Sometimes, a single line of code goes over more than one line. This is necessary when the line is too long to display, and/or to make the code more readable. For example, you can combine multiple conditions to select a subset using the `&` operator. As long as the conditions are encolsed in brackets, R will ignore the three seperate lines, and read the following call of the `subset()` function as a single line.  

In [None]:
long_skinny_virginica <- subset(iris, Species == 'virginica' &
                                      Petal.Length >= 5 &
                                      Petal.Width <= 2)
nrow(long_skinny_virginica)

R lets you do mathematical calculations on whole columns of data, just by using the `+` plus, `-` minus, `/` divide and `*` multiply symbols. It also has many functions for statistical caluclations, such as `mean()` to calculate the mean or average, and `sd()` to calculate the standard deviation. The following code calculates an area column as the length column multiplied by the width column. Then it calculates the mean and standard deviation of this new area column.

In [None]:
long_skinny_virginica$Petal.Area <- long_skinny_virginica$Petal.Length * long_skinny_virginica$Petal.Width
mean(long_skinny_virginica$Petal.Area)
sd(long_skinny_virginica$Petal.Area)

This is the end of the exercise. If you were already familiar with R it should have been very simple, but for those who are new to programming, I hope you followed the important concepts. You can always come back to this notebook to refresh your memory, if you forget how to do something. In next weeks exercise, you will analyse some real data to produce some graphs and invetigate a real research question.

***
# Final instructions #
There are a few things you need to do:
- Dont forget to answer the Moodle quiz questions for this exercise.
- If you have any problems, or questions, please post on the Moodle forum.
- Save the completed notebook and download it to your computer, as Colab directories get emptied.
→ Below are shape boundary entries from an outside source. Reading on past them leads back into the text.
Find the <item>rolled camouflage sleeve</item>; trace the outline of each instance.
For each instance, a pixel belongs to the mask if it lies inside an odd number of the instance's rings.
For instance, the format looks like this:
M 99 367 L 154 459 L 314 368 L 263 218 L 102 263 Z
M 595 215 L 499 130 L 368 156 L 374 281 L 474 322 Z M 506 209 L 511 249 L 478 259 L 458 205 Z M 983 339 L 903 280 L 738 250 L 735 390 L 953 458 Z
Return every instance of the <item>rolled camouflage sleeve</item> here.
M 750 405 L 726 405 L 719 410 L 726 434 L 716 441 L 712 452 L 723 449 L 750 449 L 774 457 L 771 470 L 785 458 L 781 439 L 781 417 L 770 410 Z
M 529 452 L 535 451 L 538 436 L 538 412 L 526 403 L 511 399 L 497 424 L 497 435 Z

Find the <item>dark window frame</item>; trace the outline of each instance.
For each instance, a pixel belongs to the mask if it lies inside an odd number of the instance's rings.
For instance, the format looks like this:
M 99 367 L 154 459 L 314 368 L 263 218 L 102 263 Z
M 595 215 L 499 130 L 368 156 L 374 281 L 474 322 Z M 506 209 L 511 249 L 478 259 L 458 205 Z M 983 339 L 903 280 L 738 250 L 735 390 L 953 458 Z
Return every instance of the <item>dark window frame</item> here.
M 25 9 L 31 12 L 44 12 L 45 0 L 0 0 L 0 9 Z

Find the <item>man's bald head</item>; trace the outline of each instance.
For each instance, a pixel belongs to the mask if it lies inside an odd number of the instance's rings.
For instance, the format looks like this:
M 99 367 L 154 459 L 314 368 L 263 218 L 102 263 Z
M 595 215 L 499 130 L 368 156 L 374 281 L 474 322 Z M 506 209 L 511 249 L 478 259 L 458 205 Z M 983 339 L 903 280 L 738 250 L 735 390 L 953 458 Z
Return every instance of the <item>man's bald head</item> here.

Or you can save the files into your Google Drive.

***
# Further exercises #
- Write a new cell that prints out infomation on the `trees` dataset, including the column names, the number of rows, the number of columns, and the minimum, maximum, mean and standard deviation of the trees `Height`.
- Write a markdown cell that explains how the circumferance of each tree can be calculated from the diameter or girth measurement.